Health benefits of Edamame
Edamame Tofu Cups
|Serving size: 1 tofu cup|
|Calories from Fat||54|
|% Daily Value *|
|Fat 6 g||9%|
|Saturated fat 3 g||15%|
|Carbohydrates 3 g||1%|
|Fiber 2 g||8%|
|Protein 8 g||16%|
|Cholesterol 88 mg||29%|
|* The Percent Daily Values are based on a 2,000 calorie diet, so your values may change depending on your calorie needs. The values here may not be 100% accurate because the recipes have not been professionally evaluated nor have they been evaluated by the U.S. FDA.|
Health Benefits of Edamame
You may ask, “What is in it for me?” According to various health authorities, there are plenty of reasons to include edamame in your diet. It is high in protein and low in saturated fats, has no cholesterol and is loaded with phytonutrients and antioxidants.
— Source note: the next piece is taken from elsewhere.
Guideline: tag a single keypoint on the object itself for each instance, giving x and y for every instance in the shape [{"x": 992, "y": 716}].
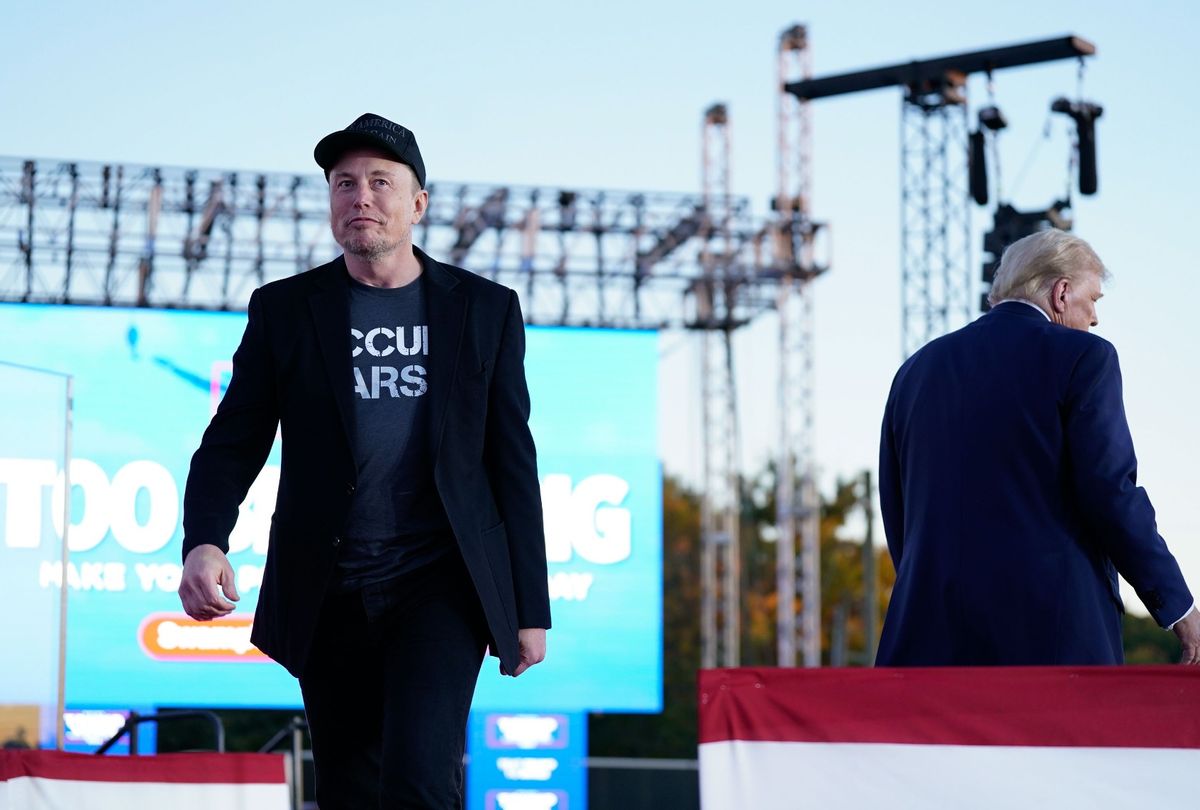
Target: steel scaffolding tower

But that’s just the broad picture, let’s delve into specific health benefits:
- Great Source of protein
One cup of edamame has 16.9 g of protein and it constitutes 34 percent of the daily value. Consider another aspect—the protein source contains all nine essential amino acids that your body needs—a viable source of plant protein. Put these two facts together and you’ve one great protein source, a food group known for helping tissues develop properly and generating hormones, enzymes and energy amongst others.
- Rich in Isoflavones
Isoflavones found in Edamame are phytoestrogens, compounds that mimic estrogenic activities. Since estrogen tends to fluctuate during menopause causing symptoms such as hot flashes, night sweats, insomnia, vaginal dryness and headaches, consumption of soy products may relieve some of these symptoms. From an epidemiological point of view, in Japan, where the consumption of soy is high, menopausal symptoms are rarely reported.
- Soy and Cholesterol
Soy may lower high blood cholesterol. A meta-analysis of 38 research studies showed that soy protein may lower LDL (low density lipoproteins) and triglycerides. The Amercian Heart Association stated that some evidence existed to support the consumption of soy protein to lower cholesterol, though findings are still inconclusive.
- Soy and Cancer
According to various studies, soy may reduce the risk of breast cancer in women and prostate cancer in men, in addition to reducing risks of other types of cancer. It goes on to add that evidence is limited.
- Soy and Osteoporosis.
As to whether soy prevent osteoporosis, there are conflicting findings. While some concluded that soy may prevent osteoporosis, others have reported no concluding evidence. According to John Hopkins Health Alert, there is no harm in soy-enriched products but no solid evidence to support the claim either.